Observation of 4f electron transfer from Ce to B6 in the Kondo crystal CeB6 and its mechanism by multi-temperature X-ray diffraction

Abstract

Electron density distributions (EDD) in CeB6 were measured by X-ray diffraction at 100, 165, 230 and 298 K. Analysis with a weak-field model, in which the spin-orbit interaction dominates the energy splitting of the 4f levels, revealed that more 4f electrons were donated from Ce to B6 at the lower temperature. Donated electrons localize around the B—B bonds connecting B6 octahedra. The localized electrons and an expansion of the outermost 5p orbitals change the effective atomic potentials and enhance the anharmonic vibration (AHV) of constituent atoms at lower temperature. Enhanced AHV increases the entropy and makes the electron donation inevitable.
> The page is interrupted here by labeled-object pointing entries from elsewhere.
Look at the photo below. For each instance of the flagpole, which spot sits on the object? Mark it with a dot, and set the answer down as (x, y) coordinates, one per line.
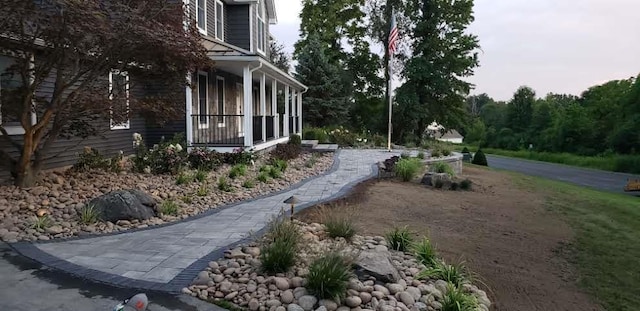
(390, 103)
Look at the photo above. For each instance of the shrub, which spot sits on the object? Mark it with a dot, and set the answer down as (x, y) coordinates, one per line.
(329, 276)
(278, 254)
(248, 184)
(40, 223)
(201, 175)
(169, 207)
(466, 185)
(89, 214)
(399, 238)
(263, 177)
(454, 274)
(224, 185)
(184, 178)
(238, 170)
(479, 158)
(407, 169)
(455, 299)
(425, 252)
(441, 167)
(295, 140)
(286, 152)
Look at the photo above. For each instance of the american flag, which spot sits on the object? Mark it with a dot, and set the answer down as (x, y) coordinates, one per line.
(393, 35)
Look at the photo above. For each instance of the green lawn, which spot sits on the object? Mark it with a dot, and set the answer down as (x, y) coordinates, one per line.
(607, 247)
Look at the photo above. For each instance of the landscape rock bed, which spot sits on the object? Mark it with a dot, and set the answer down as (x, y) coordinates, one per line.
(237, 279)
(62, 196)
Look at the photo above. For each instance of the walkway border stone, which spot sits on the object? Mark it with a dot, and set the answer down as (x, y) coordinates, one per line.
(184, 278)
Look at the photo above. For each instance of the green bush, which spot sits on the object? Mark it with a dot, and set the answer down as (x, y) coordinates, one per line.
(278, 253)
(295, 140)
(466, 185)
(329, 276)
(399, 238)
(425, 252)
(455, 299)
(441, 167)
(454, 274)
(479, 158)
(238, 170)
(286, 152)
(407, 169)
(169, 207)
(89, 214)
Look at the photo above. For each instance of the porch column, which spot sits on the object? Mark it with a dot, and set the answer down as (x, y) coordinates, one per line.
(300, 114)
(248, 107)
(263, 104)
(189, 110)
(274, 108)
(285, 131)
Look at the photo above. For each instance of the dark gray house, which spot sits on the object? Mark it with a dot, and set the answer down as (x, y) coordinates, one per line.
(232, 106)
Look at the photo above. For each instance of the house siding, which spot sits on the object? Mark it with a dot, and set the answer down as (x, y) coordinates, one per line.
(238, 30)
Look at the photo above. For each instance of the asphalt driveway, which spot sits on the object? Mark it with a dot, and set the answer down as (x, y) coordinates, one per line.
(601, 180)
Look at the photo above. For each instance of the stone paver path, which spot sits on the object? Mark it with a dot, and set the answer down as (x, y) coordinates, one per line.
(174, 254)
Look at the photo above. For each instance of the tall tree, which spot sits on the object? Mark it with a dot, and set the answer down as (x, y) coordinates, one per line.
(74, 45)
(327, 99)
(444, 53)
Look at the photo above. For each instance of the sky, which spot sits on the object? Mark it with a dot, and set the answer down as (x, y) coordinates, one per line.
(558, 46)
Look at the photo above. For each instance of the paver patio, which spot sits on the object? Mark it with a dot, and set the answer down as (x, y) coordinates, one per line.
(167, 258)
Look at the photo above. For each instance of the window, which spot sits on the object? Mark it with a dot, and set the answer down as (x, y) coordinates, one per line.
(201, 15)
(203, 109)
(262, 26)
(119, 96)
(220, 100)
(10, 101)
(219, 20)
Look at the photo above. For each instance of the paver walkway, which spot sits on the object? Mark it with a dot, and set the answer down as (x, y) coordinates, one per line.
(169, 257)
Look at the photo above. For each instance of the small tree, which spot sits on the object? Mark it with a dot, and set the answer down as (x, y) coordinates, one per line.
(71, 47)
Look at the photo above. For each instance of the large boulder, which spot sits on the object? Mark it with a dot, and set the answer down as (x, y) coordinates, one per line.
(378, 265)
(124, 205)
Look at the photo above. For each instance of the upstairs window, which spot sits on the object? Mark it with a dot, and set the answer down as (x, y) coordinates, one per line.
(201, 15)
(119, 96)
(262, 26)
(219, 20)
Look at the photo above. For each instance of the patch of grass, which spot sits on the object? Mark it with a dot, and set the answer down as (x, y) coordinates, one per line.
(466, 185)
(279, 252)
(606, 249)
(329, 276)
(408, 169)
(184, 178)
(42, 222)
(457, 300)
(441, 167)
(425, 252)
(399, 238)
(248, 184)
(237, 171)
(89, 214)
(454, 274)
(201, 175)
(169, 207)
(224, 185)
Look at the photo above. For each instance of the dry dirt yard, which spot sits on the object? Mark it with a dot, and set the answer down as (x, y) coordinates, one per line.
(502, 232)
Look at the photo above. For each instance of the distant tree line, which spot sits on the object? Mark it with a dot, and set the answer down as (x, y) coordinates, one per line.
(604, 119)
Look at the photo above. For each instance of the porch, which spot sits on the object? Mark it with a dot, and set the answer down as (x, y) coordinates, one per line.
(246, 102)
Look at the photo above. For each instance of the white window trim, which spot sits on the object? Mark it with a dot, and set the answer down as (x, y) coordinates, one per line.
(224, 98)
(204, 125)
(261, 20)
(124, 125)
(221, 19)
(202, 30)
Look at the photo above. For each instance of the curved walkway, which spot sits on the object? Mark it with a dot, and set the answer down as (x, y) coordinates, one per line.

Changes in crystal structure, EDD, electron configuration and AHV are found to be closely correlated with one another and the mechanism of the electron transfer in the Kondo crystal CeB6 in the studied temperature range was elucidated. This is, to the authors' knowledge, the first multi-temperature measurement of EDD that elucidates a mechanism of change from the temperature dependence of the EDD. Parameters change consistently at all the temperatures except 298 K, at which the excited states Γ7 of the Ce 4f states have significant electron population. The thermal excitation to Γ7 levels expands the B6 octahedra, since Γ7 has main lobes along 〈111〉 or from Ce to the centre of B6 octahedra. The energy gap between the ground state Γ8 and Γ7 was calculated to be 470 K from the ratio of electron populations of both states. The present experiment opens the door to accurate X-ray EDD analyses of rare earth complexes.